En el campo visual de los gemelos, los dos hombre veían los lejanos árboles retorcerse como rosales en medio de la tempestad.

-¡Allí están! -gritó Quaterfage-. Los reconozcos… Shean va delante y Freyman detrás. Pilcher les sigue… Corren como locos… ¡Oh, señor!…

Aquel grito de angustia fue lanzado al mismo tiempo por Quaterfage y Carsby.

Los tres fugitivos acababan de ser lanzados al suelo, agarrados por una mano invisible y monstruosa, y proyectados a una altura fantástica.
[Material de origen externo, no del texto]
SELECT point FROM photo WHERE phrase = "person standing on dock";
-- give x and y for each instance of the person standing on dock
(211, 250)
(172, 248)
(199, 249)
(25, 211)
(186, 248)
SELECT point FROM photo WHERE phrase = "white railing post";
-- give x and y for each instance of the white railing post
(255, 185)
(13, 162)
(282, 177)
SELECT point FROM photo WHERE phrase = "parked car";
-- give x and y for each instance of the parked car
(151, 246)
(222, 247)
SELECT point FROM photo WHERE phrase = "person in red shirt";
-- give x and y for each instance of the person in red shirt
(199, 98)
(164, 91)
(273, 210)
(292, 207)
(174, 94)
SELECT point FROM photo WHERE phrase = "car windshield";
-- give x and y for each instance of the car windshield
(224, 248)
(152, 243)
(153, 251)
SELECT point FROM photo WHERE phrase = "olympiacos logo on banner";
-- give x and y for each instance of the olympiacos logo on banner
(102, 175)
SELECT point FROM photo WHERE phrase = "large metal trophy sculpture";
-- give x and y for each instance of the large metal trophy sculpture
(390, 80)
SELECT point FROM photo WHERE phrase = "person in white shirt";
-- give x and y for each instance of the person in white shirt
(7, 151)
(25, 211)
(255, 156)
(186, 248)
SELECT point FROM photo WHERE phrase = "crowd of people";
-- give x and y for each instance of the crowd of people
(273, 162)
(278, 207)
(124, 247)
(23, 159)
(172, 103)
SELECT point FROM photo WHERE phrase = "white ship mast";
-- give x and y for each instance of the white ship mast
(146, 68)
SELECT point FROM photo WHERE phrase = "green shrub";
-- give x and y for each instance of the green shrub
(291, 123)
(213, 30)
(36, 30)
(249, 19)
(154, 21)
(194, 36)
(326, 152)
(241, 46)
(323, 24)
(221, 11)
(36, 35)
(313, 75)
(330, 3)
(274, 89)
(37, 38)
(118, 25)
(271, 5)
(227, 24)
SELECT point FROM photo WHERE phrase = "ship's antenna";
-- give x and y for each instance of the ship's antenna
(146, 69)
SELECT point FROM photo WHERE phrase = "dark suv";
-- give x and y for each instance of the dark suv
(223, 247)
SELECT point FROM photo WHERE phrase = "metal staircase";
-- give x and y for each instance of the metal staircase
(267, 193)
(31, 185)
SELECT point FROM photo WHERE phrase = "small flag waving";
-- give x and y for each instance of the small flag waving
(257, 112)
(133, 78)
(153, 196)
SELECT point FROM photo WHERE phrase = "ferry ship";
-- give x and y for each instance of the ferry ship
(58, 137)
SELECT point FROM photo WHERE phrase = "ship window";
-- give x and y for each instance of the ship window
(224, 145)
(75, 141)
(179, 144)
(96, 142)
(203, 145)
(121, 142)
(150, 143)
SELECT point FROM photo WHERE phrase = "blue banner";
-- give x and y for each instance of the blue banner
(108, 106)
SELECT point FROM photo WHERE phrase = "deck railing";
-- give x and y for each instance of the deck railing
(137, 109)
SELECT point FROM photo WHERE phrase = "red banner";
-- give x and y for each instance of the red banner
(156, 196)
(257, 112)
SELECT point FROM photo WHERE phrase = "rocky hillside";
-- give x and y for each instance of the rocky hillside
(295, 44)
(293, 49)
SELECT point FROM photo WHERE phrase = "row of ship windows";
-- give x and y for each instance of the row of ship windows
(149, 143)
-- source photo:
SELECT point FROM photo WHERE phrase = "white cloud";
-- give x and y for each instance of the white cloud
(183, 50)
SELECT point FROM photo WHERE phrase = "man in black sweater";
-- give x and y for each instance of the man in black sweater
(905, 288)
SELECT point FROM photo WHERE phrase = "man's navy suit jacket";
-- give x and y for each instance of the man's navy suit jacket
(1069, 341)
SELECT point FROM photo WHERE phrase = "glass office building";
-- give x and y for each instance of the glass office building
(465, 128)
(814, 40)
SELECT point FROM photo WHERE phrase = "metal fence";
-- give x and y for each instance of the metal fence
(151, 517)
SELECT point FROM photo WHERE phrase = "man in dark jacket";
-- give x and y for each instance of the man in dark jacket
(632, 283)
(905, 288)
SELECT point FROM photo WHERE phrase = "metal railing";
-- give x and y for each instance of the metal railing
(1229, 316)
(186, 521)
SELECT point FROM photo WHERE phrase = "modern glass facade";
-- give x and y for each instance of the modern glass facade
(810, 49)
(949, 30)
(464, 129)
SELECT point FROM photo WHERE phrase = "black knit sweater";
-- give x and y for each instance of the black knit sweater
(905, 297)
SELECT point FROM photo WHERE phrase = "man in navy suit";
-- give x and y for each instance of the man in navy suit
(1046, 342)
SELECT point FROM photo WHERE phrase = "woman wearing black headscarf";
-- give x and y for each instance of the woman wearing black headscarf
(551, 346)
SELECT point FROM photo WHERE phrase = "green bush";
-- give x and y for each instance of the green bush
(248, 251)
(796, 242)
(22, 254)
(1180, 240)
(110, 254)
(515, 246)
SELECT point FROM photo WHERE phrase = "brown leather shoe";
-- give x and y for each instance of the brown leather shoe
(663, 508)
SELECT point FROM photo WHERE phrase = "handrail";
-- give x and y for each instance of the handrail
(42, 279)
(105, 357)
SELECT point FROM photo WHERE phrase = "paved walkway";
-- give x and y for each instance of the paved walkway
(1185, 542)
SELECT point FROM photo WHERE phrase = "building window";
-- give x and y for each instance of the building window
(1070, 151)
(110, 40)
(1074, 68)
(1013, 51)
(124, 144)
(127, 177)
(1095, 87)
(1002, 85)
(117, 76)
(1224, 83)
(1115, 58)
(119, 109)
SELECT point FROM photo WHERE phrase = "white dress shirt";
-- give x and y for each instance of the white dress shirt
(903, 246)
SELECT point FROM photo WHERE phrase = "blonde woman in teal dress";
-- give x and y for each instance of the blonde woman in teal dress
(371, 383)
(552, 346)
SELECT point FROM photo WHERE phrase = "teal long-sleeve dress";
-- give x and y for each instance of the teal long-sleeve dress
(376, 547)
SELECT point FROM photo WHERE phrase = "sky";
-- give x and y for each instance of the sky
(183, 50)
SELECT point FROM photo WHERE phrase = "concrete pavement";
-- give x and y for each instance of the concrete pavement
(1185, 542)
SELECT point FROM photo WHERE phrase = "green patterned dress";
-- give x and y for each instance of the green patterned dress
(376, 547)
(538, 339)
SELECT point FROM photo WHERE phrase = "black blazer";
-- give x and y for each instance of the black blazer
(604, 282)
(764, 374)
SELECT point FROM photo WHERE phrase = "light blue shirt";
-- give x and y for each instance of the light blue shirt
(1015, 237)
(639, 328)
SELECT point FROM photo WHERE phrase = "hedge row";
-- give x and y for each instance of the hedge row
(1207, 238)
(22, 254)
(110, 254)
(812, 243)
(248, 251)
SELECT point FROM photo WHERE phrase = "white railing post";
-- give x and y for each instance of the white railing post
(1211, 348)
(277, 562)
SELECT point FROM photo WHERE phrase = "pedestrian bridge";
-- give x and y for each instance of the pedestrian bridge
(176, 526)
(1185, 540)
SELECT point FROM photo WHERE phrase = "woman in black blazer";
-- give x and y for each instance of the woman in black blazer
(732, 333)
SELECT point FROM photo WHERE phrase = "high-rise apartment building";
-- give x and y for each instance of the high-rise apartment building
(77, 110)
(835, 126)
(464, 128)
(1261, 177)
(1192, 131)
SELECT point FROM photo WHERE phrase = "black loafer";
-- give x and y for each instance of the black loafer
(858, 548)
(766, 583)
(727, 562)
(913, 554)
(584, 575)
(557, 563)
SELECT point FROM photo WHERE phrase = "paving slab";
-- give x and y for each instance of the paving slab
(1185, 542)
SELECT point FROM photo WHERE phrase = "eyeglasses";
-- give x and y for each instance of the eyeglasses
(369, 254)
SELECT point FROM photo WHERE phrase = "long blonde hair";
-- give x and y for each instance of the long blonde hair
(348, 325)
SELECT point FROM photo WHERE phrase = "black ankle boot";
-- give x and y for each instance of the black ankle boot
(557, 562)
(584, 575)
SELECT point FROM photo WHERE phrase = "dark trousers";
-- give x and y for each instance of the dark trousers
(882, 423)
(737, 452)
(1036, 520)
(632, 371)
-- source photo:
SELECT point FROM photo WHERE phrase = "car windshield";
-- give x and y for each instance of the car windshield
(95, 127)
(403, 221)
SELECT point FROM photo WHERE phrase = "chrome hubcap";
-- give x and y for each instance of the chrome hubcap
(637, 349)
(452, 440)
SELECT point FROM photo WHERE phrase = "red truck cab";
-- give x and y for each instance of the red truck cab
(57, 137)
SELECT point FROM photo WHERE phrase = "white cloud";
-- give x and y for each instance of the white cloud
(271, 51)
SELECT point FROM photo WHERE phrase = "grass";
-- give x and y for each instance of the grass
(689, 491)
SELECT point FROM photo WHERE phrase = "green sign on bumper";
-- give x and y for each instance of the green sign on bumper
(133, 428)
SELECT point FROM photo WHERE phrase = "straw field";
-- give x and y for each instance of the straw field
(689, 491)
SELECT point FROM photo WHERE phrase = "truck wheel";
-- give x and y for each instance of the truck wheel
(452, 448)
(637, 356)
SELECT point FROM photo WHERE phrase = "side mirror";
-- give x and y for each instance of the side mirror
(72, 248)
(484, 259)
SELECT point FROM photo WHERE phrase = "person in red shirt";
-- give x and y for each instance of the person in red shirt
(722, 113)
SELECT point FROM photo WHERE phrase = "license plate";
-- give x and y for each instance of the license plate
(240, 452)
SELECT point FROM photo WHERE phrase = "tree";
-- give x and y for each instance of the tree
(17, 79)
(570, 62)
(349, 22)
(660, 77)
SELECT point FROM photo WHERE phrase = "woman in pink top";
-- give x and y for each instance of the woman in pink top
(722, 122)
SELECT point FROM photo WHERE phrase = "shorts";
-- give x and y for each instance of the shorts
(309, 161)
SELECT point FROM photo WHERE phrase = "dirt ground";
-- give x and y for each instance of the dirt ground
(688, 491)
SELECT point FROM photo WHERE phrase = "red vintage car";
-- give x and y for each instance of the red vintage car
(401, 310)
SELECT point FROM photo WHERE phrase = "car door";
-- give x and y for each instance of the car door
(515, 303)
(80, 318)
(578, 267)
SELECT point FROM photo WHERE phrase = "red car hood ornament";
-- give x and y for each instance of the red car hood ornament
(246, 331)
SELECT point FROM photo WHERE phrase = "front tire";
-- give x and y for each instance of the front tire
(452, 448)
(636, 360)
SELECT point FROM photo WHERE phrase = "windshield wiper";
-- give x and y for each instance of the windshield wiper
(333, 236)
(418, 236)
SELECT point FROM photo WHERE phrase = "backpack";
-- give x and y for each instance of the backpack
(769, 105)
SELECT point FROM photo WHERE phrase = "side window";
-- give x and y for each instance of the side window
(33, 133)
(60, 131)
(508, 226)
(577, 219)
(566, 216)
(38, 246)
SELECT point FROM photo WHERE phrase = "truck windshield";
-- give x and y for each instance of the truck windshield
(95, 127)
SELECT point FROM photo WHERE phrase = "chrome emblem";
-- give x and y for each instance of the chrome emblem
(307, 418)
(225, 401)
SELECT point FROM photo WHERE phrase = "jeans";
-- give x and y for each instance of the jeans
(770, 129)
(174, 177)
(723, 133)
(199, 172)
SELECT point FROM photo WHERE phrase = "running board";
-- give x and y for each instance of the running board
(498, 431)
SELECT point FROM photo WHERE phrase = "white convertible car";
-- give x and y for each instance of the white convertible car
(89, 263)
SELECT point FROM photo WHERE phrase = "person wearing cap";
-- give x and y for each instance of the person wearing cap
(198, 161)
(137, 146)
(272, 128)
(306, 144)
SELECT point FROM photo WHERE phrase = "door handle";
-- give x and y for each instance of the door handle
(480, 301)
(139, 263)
Sus cuerpos disminuyeron debido a una velocidad y a una distancia prodigiosas, y se perdieron en la cegadora luz.

Entonces el suelo tembló y Carsby gritó con voz desgarrada:

-¡Oh, mi casa!

A lo lejos, en medio de un polvo dorado, la posada se derrumbaba como un castillo de naipes que se dobla antes de desmoronarse.

Quatarfage y Carsby de dejaron caer rodando a la base de la colina, aullando de espanto, hundiendo la cara en la arena para no ver la gigantesca y monstruosa forma que se elevaba por encima de los escombros, negra como el Erebo, cruzando con una velocidad espantosa, y cuya frente velaba el disco flameante del sol de las cuatro de la tarde.